Es curioso que usemos el término “cuento” para referirnos a una relación afectiva que no alcanza el nivel de un noviazgo, pero que es indiscutiblemente más seria que un “pelo”. Acaso será porque es una historia que no tiene vocación de extenderse en el tiempo, o porque bien es un entretenimiento más ligero, no copeo de esas atribuciones, el cuento me parece de lejos una de las mejores formas narrativas. Y llama la atención que el termino que se le asigne sea cuento y no fábula, porque como me dice Juan, siempre trato de buscarle una moraleja a todo, aún a sabiendas de que es un ejercicio inútil, pues las cosas pasan por azar, no por ningún motivo en específico.

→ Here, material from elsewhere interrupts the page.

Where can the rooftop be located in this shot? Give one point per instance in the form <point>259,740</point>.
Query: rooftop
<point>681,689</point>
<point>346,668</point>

Yo puedo decir que vivo de los cuentos, que me debo a mis cuentos, que vivo entre ellos y que no me disgusta. No todo tiene porque ser una novela. El cuento tiene por si mismo una carga motiva que ningún otro tipo de relato tiene, es su magia intrínseca, que no por ser más corto significa que sea menos complejo e intenso.

No busco ser el próximo Rafael Pombo, primero porque sus cuentos están bien, pero no son suyos. Segundo, porque mis cuentos se asemejan más en estilo a los de Boris Vian, quizá más viscerales, porque la figuras retoricas como las metáforas, los símiles y oximorones no se me dan bien, paso a buscar siempre la alegoría y descripciones extensas, que tampoco se me dan especialmente bien, pero con las que me siento más cómodo escribiendo mis cuentos.

También empecé a rayar la pared de mi cuarto, quisiera volver a rayar las paredes en la calle, supongo que estoy empezando por lo propio. Les escucho si quieren decirme que rayar en mi pared, poco hay que no se pueda escribir en ella.